第2ギヤが駆動歯車、第1ギヤが被動歯車となって第1ギヤ及び第2ギヤに発生する軸方向力は、コロの回転による入力系回転部材および出力系回転部材の引き離し力より先に入力系回転部材または出力系回転部材に作用する。よって、入力軌道面および出力軌道面とコロとの係合解除を素早く行うことができるという効果がある。
【0008】
請求項2記載のクラッチ装置によれば、第2ギヤの反力によって第1ギヤに作用する軸方向力の絶対値が、その軸方向力の反対方向に働く摩擦力であって第1ギヤ及び第2ギヤの歯面同士の摩擦による軸方向分力の絶対値より大きくなるように第1ギヤは設定されている。そのため、第1ギヤ及び第2ギヤの歯面同士の摩擦によって入力系回転部材および出力系回転部材の軸方向の引き寄せ力が抑制されることを防止できる。

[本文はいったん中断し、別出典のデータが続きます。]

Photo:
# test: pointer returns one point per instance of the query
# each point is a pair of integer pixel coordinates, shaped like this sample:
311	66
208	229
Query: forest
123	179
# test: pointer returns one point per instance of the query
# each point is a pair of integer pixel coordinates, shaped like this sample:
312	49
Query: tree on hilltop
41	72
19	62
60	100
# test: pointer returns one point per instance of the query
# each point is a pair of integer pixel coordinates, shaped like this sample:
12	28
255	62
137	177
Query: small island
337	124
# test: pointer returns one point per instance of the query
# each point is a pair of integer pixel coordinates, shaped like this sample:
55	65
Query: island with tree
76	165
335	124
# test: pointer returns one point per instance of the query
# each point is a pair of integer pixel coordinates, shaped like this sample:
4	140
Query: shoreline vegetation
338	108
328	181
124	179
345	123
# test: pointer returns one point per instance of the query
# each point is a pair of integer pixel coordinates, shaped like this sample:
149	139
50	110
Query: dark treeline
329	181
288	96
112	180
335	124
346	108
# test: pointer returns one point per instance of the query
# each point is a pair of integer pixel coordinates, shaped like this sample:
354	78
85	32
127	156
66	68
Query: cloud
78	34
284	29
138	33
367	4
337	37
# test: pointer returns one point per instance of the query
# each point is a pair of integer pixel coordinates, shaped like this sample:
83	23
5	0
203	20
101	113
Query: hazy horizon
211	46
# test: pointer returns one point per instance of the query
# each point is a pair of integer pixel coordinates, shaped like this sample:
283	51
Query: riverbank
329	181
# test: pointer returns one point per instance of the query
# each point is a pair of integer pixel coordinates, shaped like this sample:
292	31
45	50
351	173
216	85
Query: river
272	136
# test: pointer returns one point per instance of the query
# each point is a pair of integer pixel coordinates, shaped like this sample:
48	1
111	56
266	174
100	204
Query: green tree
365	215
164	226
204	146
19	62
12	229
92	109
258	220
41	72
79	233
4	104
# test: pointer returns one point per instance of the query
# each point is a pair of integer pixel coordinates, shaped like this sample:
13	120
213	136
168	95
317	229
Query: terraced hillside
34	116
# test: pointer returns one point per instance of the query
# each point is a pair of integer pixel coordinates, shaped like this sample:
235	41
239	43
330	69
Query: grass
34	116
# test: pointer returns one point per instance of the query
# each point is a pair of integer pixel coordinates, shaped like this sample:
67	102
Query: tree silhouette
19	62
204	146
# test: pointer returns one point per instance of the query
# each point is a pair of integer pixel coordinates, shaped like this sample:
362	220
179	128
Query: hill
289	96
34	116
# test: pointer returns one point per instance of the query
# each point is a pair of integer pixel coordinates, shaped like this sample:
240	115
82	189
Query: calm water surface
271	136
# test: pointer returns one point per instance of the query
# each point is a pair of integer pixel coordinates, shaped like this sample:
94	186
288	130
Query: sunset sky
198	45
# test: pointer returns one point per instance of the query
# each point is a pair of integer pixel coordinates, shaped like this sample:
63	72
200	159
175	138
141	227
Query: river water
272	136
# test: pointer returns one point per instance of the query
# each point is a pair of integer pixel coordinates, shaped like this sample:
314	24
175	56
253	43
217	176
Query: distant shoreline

その結果、請求項1の効果に加え、所定のトルクを確実に伝達できる効果がある。
【0009】
請求項3記載のクラッチ装置によれば、入力軌道面および出力軌道面とコロとが係合不能となる軸方向位置に移動手段により入力系回転部材または出力系回転部材が移動されるので、入力系回転部材から出力系回転部材への動力の伝達を遮断することができる。その結果、請求項1又は2の効果に加え、入力系回転部材から出力系回転部材へ動力を遮断可能に伝達できる効果がある。
【0010】
請求項4記載のクラッチ装置によれば、第2ギヤの回転軸の軸線は中心軸と異なる位置にあるので、第2ギヤの回転半径を小さくすることができる。その結果、請求項1から3のいずれかの効果に加え、クラッチ装置を小型化できる効果がある。
【図面の簡単な説明】
【0011】
図1】第1実施の形態におけるクラッチ装置の軸方向断面図である。
図2】コロの配置を示す入力系回転部材および保持器の斜視図である。
図3】(a)は入力系回転部材を軸方向に移動させたクラッチ装置の片側断面図であり、(b)はコロが係合状態にあるクラッチ装置の片側断面図である。
図4】(a)は入力軌道面および出力軌道面の展開図であり、(b)はコロが係合状態にある入力軌道面および出力軌道面の模式図である。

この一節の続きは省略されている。